It's probably a given in this day and age that the internet is an integral part of learning. The resources, discussions, communication and creativity are evolving to heights undreamt of as recently as even five years ago.
Teachers can use the web to bring the best and worst of the world into their classrooms, and part of our ICT excellence group remit is to harness these powerful leaning sources in the next iteration of the national intranet, Glow, when the current contract finishes in December.
My discussions with teachers around the country during school visits and online have convinced me of the groundswell that now exists across Scotland for better and faster internet access. We currently appear, however, to exist in a society that lives in fear of this very same internet, so powerful as a learning tool and yet with a reputation, probably undeserved, as menacing to the online safety of the children we teach.
As a result, our schools have to survive on an internet so choked off by content filtering that teachers give up in frustration as they are blocked from using the sites and tools they choose to enhance their classroom learning and teaching.
The issue of filtering is crucial to the success or failure of any Glow replacement we get. We need an agile design and management set-up that builds the new Glow up incrementally and can react quickly to developments in online activity.
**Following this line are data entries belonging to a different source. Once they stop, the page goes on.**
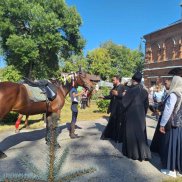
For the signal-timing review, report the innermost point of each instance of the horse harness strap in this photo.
(47, 88)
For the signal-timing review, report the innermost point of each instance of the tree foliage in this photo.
(124, 61)
(35, 33)
(100, 63)
(73, 63)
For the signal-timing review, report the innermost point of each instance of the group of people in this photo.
(128, 108)
(127, 122)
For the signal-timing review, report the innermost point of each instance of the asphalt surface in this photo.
(85, 152)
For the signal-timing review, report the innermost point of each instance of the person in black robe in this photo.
(135, 104)
(158, 137)
(112, 130)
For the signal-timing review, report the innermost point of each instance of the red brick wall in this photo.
(163, 49)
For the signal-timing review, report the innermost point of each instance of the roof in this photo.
(170, 25)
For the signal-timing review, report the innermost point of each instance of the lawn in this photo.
(89, 114)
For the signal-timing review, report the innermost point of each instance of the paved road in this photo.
(84, 152)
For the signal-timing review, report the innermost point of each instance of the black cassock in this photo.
(113, 130)
(135, 104)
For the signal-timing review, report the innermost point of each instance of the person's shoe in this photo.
(178, 174)
(73, 136)
(2, 155)
(169, 173)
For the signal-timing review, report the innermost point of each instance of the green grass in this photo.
(35, 121)
(173, 180)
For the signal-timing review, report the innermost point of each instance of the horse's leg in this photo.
(17, 124)
(2, 155)
(26, 122)
(52, 129)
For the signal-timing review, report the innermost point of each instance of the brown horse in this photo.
(14, 97)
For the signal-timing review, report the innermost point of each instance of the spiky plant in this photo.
(53, 168)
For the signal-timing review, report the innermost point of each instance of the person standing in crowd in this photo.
(135, 104)
(171, 145)
(158, 137)
(158, 98)
(112, 129)
(84, 99)
(74, 108)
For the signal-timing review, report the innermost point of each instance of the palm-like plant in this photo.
(53, 167)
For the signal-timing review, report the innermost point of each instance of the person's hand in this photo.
(124, 93)
(114, 92)
(101, 97)
(162, 129)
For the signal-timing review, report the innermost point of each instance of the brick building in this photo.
(163, 52)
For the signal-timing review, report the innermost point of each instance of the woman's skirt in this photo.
(171, 150)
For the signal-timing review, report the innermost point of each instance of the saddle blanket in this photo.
(35, 94)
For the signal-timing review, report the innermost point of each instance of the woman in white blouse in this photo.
(171, 146)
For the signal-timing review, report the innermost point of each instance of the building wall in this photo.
(163, 51)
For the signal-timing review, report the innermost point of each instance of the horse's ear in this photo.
(80, 70)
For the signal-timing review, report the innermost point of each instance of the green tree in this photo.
(35, 33)
(121, 58)
(73, 63)
(100, 63)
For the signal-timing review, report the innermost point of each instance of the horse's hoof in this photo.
(56, 146)
(2, 155)
(17, 131)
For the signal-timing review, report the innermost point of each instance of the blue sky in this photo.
(123, 22)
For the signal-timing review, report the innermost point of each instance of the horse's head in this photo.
(83, 80)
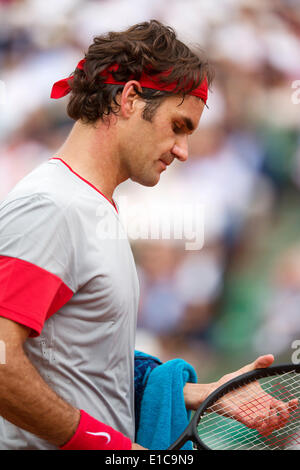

What's the use of this brave new world wide web if it's filtered out of existence at school level, largely by corporate IT departments unused to the needs of education? I would suggest now may be the time for a national filtering policy or set of guidelines for all local authorities to ensure full access by schools to the fantastic web-based learning tools in the new Glow and elsewhere.
At a time when the 3G technology in a pupil's pocket usually outstrips the power of a school device, filtering is an anachronism. Would parents be so quick to complain about inappropriate use on a school device if the school countered by pointing out the same child's ability to access the same inappropriate content on their parentally-provided smartphone?
Surely our duty of care is not to restrict, but to teach responsible use of the internet? And surely a school or local authority has a duty to its learners to trust its professional teachers to use the internet as they see fit and remove the stranglehold on learning that filtering imposes?
Jaye Richards-Hill is a former learning community principal teacher and a member of the Scottish government's ICT Excellence Group.